Although the invention is described herein with reference to the preferred embodiment, one skilled in the art will readily appreciate that other applications may be substituted for those set forth herein without departing from the spirit and scope of the present invention. Accordingly, the invention should only be limited by the Claims included below.

Claims

1. A method for selectively applying gloss effects to any and/or all portions of an image, comprising:

with an inkjet printing system, printing, as a first layer and using pixel image data, an image on a medium using a first set of color print heads;

curing said printed image with a first curing operation;

subsequent to curing said printed image with the first curing operation, with said inkjet printing system, printing, using a second set of color print heads, as a second layer and using said pixel image data, a portion or all of the same image directly over a corresponding portion or all of said cured image printed by said first set of color print heads;

allowing said second layer to remain uncured for a predetermined interval until ink drops of said second layer spread to create a desired gloss effect; and

curing said second layer with a second curing operation once said desired gloss effect is achieved.

2. The method of claim 1, further comprising:

generating at least two layers of said image using image editing software;

wherein at least one of said at least two layers comprises said first layer; and

wherein at least one of said at least two layers comprises said second layer.

3. The method of claim 1, further comprising:

continuously moving a carriage in said inkjet printing system back and forth over a moving belt or table to deposit ink on said medium; and

in turn, continuously moving said medium by a belt, table, or roller;

wherein said belt, table, or roller moves said medium in a direction that is perpendicular to that of said carriage.

4. The method of claim 3, further comprising:

providing multiple print heads on said carriage;

wherein said print heads are arranged in any of single row or multiple rows for each color.

5. The method of claim 1, further comprising:

processing said image to be printed on said medium as a two-layer or multilayer image.

6. The method of claim 1, wherein said ink comprises a UV curable ink.

7. The method of claim 1, further comprising:

performing at least one of said first and second curing operations with one or more UV lamps.

8. The method of claim 7, further comprising:

providing a covering or screening at a portion of said UV lamps, wherein no UV radiation or limited UV radiation output is available at said covered or screened portion.

9. The method of claim 8, further comprising:

setting an amount of said covering or screening to determine an amount of gloss achieved.

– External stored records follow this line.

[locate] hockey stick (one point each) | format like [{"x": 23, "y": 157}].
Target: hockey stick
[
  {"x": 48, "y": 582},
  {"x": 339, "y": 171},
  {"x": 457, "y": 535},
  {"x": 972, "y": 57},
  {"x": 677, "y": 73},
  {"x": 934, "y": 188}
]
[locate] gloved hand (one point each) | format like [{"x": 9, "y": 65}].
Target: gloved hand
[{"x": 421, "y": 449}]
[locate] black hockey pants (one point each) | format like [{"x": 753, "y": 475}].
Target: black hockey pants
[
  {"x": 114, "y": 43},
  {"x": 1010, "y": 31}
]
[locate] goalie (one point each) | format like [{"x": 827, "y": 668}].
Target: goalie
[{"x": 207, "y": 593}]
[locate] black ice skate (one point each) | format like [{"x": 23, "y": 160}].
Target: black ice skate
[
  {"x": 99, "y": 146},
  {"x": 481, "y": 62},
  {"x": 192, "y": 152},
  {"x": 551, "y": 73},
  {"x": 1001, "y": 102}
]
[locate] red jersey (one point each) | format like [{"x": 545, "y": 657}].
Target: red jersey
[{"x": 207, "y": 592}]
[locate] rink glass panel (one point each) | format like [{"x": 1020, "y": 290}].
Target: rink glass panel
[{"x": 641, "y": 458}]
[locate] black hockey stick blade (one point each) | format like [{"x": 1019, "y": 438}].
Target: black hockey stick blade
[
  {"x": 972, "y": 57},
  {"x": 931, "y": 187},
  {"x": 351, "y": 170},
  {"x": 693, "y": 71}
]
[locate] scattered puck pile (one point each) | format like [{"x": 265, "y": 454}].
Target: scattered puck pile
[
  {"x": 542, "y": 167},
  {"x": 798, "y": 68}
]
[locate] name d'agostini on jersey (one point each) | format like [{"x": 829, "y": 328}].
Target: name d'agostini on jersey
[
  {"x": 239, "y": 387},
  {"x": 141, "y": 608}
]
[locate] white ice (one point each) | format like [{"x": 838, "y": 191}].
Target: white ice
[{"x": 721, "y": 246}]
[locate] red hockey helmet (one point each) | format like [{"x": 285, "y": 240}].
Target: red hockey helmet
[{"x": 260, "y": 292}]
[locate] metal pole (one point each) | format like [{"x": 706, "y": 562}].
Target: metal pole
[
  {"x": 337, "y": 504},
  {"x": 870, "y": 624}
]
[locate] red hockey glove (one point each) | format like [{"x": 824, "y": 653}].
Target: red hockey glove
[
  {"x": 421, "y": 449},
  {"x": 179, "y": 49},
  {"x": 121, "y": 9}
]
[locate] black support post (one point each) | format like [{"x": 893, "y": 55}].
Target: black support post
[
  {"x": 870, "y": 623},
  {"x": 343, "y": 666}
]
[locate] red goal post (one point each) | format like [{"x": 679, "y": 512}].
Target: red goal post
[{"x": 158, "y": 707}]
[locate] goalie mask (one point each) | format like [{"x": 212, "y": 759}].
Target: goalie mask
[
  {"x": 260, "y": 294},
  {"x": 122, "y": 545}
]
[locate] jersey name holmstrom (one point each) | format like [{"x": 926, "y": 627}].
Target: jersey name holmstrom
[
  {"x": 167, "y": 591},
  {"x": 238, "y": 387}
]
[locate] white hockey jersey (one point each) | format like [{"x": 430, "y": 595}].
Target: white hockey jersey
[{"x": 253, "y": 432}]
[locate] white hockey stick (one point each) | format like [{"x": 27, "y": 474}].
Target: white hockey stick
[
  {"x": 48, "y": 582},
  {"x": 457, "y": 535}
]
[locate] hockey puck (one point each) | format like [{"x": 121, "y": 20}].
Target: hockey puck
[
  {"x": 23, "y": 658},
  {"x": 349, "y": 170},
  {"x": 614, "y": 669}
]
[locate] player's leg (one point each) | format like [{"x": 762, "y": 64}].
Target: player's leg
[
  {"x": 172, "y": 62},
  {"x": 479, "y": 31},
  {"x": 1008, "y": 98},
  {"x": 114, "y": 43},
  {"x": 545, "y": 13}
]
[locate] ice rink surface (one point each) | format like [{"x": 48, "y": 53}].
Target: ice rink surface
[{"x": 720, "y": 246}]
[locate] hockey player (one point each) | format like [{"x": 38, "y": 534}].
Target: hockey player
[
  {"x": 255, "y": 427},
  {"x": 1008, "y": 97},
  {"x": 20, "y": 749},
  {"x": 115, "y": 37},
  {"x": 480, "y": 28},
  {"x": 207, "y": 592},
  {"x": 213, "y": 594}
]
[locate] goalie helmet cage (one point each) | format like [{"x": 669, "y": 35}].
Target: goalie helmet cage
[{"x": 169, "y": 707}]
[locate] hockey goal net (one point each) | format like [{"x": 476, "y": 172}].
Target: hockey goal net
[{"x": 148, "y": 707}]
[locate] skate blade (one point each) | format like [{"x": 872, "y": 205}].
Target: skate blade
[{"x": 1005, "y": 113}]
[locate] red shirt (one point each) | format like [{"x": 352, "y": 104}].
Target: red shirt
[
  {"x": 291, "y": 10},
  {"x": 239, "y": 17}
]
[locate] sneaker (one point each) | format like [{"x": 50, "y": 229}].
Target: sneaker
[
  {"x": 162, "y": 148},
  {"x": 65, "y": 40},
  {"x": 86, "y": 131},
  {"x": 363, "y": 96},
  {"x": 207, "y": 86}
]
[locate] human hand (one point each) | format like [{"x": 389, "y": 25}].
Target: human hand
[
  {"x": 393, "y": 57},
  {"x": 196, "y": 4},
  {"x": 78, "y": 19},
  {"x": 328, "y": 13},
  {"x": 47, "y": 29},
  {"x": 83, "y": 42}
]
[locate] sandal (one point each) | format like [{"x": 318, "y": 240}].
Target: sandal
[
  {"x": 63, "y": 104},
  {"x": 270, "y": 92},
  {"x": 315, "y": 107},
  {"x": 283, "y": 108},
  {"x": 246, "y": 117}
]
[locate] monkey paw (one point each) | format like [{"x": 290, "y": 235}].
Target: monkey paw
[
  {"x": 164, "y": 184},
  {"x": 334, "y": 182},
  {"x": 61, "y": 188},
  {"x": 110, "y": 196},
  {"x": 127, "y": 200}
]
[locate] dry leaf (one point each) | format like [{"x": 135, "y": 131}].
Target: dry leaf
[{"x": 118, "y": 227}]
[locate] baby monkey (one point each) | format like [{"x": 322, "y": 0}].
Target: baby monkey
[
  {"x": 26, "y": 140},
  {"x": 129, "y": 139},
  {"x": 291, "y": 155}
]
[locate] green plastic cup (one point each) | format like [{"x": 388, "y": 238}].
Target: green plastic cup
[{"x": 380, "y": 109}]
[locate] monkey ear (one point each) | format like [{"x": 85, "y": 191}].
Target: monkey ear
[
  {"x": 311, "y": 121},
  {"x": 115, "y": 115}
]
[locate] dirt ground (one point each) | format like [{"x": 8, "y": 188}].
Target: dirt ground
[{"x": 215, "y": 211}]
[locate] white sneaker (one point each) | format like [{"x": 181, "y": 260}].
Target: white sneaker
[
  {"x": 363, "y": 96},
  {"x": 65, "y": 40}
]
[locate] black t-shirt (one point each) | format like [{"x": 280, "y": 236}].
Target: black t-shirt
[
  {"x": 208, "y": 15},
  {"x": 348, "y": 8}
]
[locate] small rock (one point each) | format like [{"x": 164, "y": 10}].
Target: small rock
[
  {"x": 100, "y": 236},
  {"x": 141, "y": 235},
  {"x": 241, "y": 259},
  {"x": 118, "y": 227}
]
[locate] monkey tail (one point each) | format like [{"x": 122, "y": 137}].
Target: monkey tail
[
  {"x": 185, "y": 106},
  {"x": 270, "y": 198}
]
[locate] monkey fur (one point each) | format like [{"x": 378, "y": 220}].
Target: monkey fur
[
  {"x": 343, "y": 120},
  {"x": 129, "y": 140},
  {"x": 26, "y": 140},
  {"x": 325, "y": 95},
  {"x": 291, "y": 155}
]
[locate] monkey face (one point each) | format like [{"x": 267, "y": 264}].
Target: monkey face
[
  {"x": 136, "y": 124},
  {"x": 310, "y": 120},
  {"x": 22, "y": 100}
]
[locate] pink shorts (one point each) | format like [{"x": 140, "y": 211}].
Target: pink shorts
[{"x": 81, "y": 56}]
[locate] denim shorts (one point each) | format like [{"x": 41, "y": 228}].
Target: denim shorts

10. The method of claim 8, further comprising:

providing for said screening by a shutter mechanism that is variably adjustable to produce selected gloss effects.

11. The method of claim 10, wherein said shutter mechanism comprises any of a mechanical shutter that is operated by a user or an actuator; or an electronic shutter comprising an electronic panel having a selectable degree of opacity.

12. The method of claim 11, further comprising:

adjusting an amount of light allowed to pass through said mechanical shutter to effect ink curing as a function of any of density of said shutter or length of said shutter.

13. The method of claim 7, further comprising:

introducing a variable gap between two or more curing lamps; and

initially passing said second layer through said gap;

wherein said second layer is remains substantially uncured while said second layer clears said gap.

14. The method of claim 13, further comprising:

selectably varying said gap by moving said curing lamps relative to each other to establish said gap; and

setting said gap size to determine time required to cure said second layer.

15. The method of claim 1, further comprising:

providing a printer dialog for selecting a degree of gloss applied by adjusting any of opacity, density, or length of a shutter or screen mechanism.

16. The method of claim 1, further comprising:

performing at least said second curing operation with one or more UV LED lamps; and

selectably controlling at least a portion of said one or more LED lamps to vary said one or more LED lamps' energy output and set a cure time for said second layer.